Inconsistent state

Question

Inconsistent state

Closed this issue 9 years ago · 2 comments

kopax commented 9 years ago

I would like to excuse, if I don't provide enough informations on this bug.

So far, I wasn't able to find any log for this.

I have started 3 panteras M + S instance, no problem.

I can run a few dockerized application on Marathon.

After a few weeks of usage, the hard drive get more and more full.
Is there any kind of log we need to flush ?

Also, I have tried some deployments and they got stuck in deployment, no containers get started and not a single log in mesos.

I wonder if this is done because a server got disconnected/reconnected from the network and the paas went in a inconsistent state.

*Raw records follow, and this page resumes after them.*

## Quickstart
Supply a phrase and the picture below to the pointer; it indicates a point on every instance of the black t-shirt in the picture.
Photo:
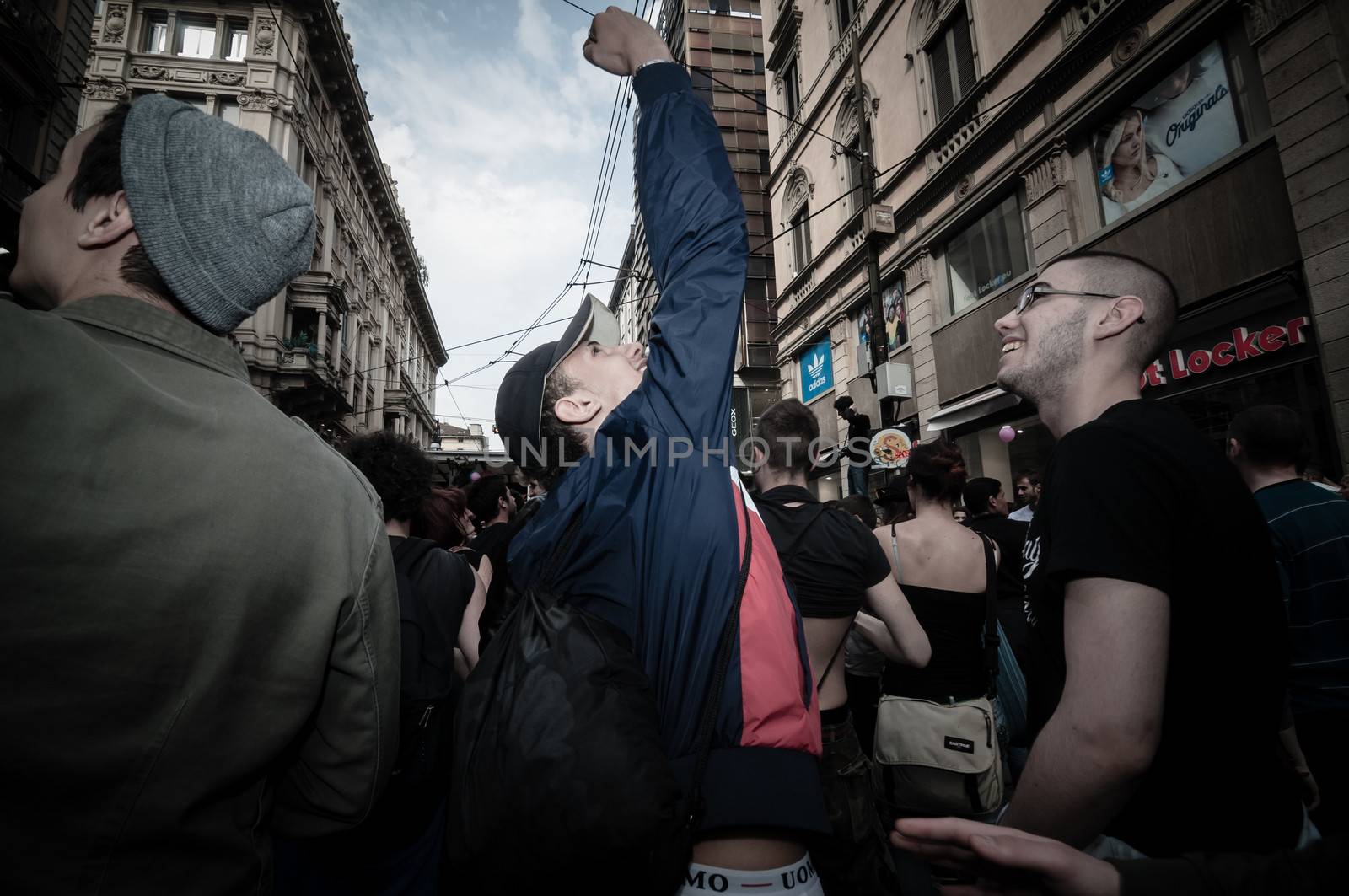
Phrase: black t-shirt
(1140, 496)
(1009, 536)
(829, 556)
(858, 427)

I did restart all 3 servers by stopping panteras + erasing panteras container + rm -rf /tmp/mesos/* made the trick but it is not a good solution for long terme. It required to restart all the services at once.

Is there another way to get over this bug ?

Answer 1 · 2016-03-25T08:25:40.000Z

Ad cleanups and proper config (all points are very important):

Make sure that your docker log-driver IS NOT buffering all logs,
but send them to syslog instead.
To do that set up /etc/default/docker and add parameter like:
DOCKER_OPTS="--log-driver=syslog ${DOCKER_OPTS}"
Make sure that mesos do basic cleanup --gc_delay=1days
(you can see mesos-slave with ps command should contain that option)
Make sure you have cronjob on native host: cleanup of docker images, sth like:
A=$(docker images -q -f dangling=true);[ "$A" ] && docker rmi $A
Make sure, that your apps inside containers logs to a volume, binded from native host,
so container volume (aufs) is not growing over a time.
If you have experienced orphaned volumes, you might think about this clean up:
https://github.com/cloudnautique/vol-cleanup

Also, I have tried some deployments and they got stuck in deployment, no containers get started and not a single log in mesos.

This happens when mesos has no more resources (CPU/mem/disk)

I did restart all 3 servers by stopping panteras + erasing panteras container + rm -rf /tmp/mesos/* made the trick but it is not a good solution for long terme. It required to restart all the services at once.

This "hard reset" is only need on total disasters, or upgrades :)
your definitely should survive normal work without that.

Answer 2 · 2016-03-25T11:16:31.000Z

Thanks for all your recommendations. I will try all of them asap.